Unlimited number of registers in PTX ISA means there is no any meaningful register allocation at all. That is, it makes no sense trying to limit something, which does not exist. NVPTX is lowered further by ptxas into physical registers, but it is out of the scope of LLVM.

Kind regards,

  • Dmitry.

пн, 16 дек. 2019 г. в 17:29, CoffeeBeforeArch via llvm-dev <>:

Hi Dmitry,

Thanks for the response. I understand how the flow of PTX->SASS works, but what I’m looking for guidance on is any references/insights on what would be required to register-allocate PTX.

While this seems odd (and is for running on real hardware), simulators like GPGPU-Sim functionally execute PTX because it is fully documented, while the machine ISA, SASS, is not. This means that the code being used to evaluate new architectures by researchers lacks register allocation and even basic optimizations like hoisting loads.

Hopefully, that clears things up.

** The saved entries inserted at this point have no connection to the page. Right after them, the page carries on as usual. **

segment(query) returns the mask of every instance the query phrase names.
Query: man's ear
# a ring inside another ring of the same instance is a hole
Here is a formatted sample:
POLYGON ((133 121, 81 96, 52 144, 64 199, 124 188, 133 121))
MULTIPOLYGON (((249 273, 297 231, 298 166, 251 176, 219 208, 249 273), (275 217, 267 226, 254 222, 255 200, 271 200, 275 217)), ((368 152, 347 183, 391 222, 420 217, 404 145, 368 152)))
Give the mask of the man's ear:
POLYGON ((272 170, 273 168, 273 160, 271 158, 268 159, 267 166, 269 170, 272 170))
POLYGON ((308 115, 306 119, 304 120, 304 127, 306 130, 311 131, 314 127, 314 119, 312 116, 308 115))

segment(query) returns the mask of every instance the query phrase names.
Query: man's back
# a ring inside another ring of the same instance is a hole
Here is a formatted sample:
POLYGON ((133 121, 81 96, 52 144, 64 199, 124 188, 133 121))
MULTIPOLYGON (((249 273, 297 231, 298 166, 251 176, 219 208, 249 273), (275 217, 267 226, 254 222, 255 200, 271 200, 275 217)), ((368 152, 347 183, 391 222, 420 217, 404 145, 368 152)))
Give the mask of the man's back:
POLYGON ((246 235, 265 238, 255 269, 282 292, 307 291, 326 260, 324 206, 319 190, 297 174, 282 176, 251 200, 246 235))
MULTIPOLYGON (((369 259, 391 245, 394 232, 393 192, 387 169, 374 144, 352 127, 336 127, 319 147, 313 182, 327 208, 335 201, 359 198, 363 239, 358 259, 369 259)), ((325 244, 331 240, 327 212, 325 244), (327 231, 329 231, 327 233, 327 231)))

Any thoughts on the best place to look to get started with that?

All the best,


Well, beyond the NVPTX user guide [1], information has to be retrieved directly from the Targets/nvptx code. There you will see the register numbering pretty much follows the SSA numbering. This would have to be coupled with the real register allocation code from any other backend.

Please note SASS also does scheduling, meaning that the register allocation alone might not serve the proper instruction placement for the real hardware.


пн, 16 дек. 2019 г. в 17:58, CoffeeBeforeArch via llvm-dev <>:

That’s what I figured. Hopefully, I can generate some PTX with register allocation and instruction scheduling similar to the SASS. That would really help with the correlation number of the simulator to hardware. Thanks for the help, Dmitry!